“Well, I think it’s a great movie, and that you’re a documentarian attached to your subject; you’re personally attached to a woman, Miyuki Takeda, who cannot be kept or contained. She’s independent, heedless, doesn’t listen or obey. She goes her own way. To take your own feelings and attach them to her – is it masochism or just fascination? In any society, she would be a human bomb. To me, she’s just amazing. There’s nothing for her to grab onto, so she’s out in the world, rejecting aspects of what’s there. She’s having a baby totally by herself, gives birth unassisted. And then that final scene has such tension: she’s working as an erotic dancer, up onstage in front of an audience, which is very servile but also a mode of individual expression. She’s very good, but it’s such a bizarre situation – to be looked at, desired, recorded, but fiercely independent and apart. I’m impressed by her, maybe even afraid of her. I felt for you, seeing through your lens, as you were in love with her.”

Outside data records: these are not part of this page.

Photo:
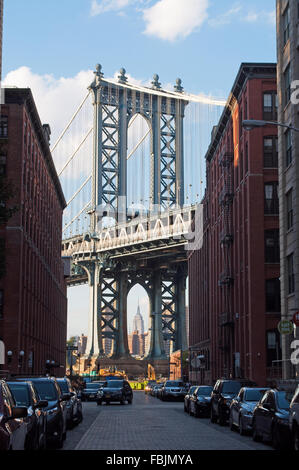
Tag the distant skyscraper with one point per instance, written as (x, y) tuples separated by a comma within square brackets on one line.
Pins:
[(1, 33), (138, 322)]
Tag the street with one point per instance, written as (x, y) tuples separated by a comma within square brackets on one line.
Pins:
[(150, 424)]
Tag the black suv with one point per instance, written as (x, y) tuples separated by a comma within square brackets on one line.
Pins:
[(48, 389), (25, 395), (222, 395), (73, 404), (115, 390)]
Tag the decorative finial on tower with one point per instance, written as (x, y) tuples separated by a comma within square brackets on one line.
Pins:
[(122, 77), (155, 82), (178, 87), (98, 72)]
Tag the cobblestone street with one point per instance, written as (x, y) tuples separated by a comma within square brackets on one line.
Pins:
[(150, 424)]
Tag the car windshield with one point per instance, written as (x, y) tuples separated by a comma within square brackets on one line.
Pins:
[(21, 395), (231, 387), (174, 384), (253, 395), (204, 391), (114, 384), (93, 386), (63, 386), (46, 390), (284, 400)]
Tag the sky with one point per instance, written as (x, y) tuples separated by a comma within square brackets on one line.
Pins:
[(53, 46)]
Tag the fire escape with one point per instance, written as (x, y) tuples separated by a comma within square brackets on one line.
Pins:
[(226, 317)]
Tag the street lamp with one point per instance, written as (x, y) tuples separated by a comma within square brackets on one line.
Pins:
[(250, 124), (21, 356)]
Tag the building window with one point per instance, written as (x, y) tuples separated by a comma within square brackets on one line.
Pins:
[(2, 165), (291, 275), (273, 349), (272, 251), (273, 295), (246, 157), (3, 126), (1, 302), (270, 152), (270, 106), (286, 25), (287, 84), (289, 201), (271, 199), (288, 144)]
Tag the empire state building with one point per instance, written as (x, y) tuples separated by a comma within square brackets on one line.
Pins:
[(138, 322)]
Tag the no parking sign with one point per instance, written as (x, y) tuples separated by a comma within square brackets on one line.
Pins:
[(296, 318)]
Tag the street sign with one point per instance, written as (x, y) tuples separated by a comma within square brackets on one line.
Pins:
[(285, 327), (296, 318)]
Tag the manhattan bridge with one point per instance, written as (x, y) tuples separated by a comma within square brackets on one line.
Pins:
[(131, 165)]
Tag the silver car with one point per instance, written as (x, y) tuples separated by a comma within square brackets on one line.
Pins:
[(294, 419), (242, 406)]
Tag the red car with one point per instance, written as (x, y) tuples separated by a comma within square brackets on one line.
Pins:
[(13, 429)]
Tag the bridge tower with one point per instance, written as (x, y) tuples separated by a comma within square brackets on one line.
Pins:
[(110, 279)]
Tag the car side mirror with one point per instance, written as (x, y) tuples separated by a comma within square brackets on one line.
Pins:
[(41, 404), (18, 412), (65, 396)]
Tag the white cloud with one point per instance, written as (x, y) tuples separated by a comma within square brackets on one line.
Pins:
[(56, 98), (174, 19), (265, 16)]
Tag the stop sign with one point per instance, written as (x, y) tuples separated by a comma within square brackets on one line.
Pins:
[(296, 318)]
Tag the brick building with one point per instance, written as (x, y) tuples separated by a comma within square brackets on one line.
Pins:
[(33, 313), (234, 300)]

— Avant-garde filmmaker Ken Jacobs in conversation with Kazuo Hara
“Even in this era of reality television and docu-fiction, only rarely has a filmmaker turned the camera upon their own private life with such candor and intimacy as Kazuo Hara in the aptly named Extreme Private Eros. While ostensibly focused upon his former love Miyuki Takeda as she comes to terms with her own bisexuality and intense distrust of traditional family structures, Extreme Private Eros also offers a portrait of Hara as a jealous and resentful ex for whom filming serves as a kind of harsh self-therapy. The film was, in fact, made in close collaboration with Takeda, who invited Hara to follow her to Okinawa where she had gone with their child to live with her girlfriend. Takeda also asked Hara to document her giving birth unassisted to another child, the result of her relationship with a black American GI. Adding further emotional complexity to the project, Hara invited his new girlfriend and producer Sachiko Kobayashi to assist in the production – resulting in one of the film’s most indelible scenes, a stinging conversation between the two women about Hara as artist, lover and human being.”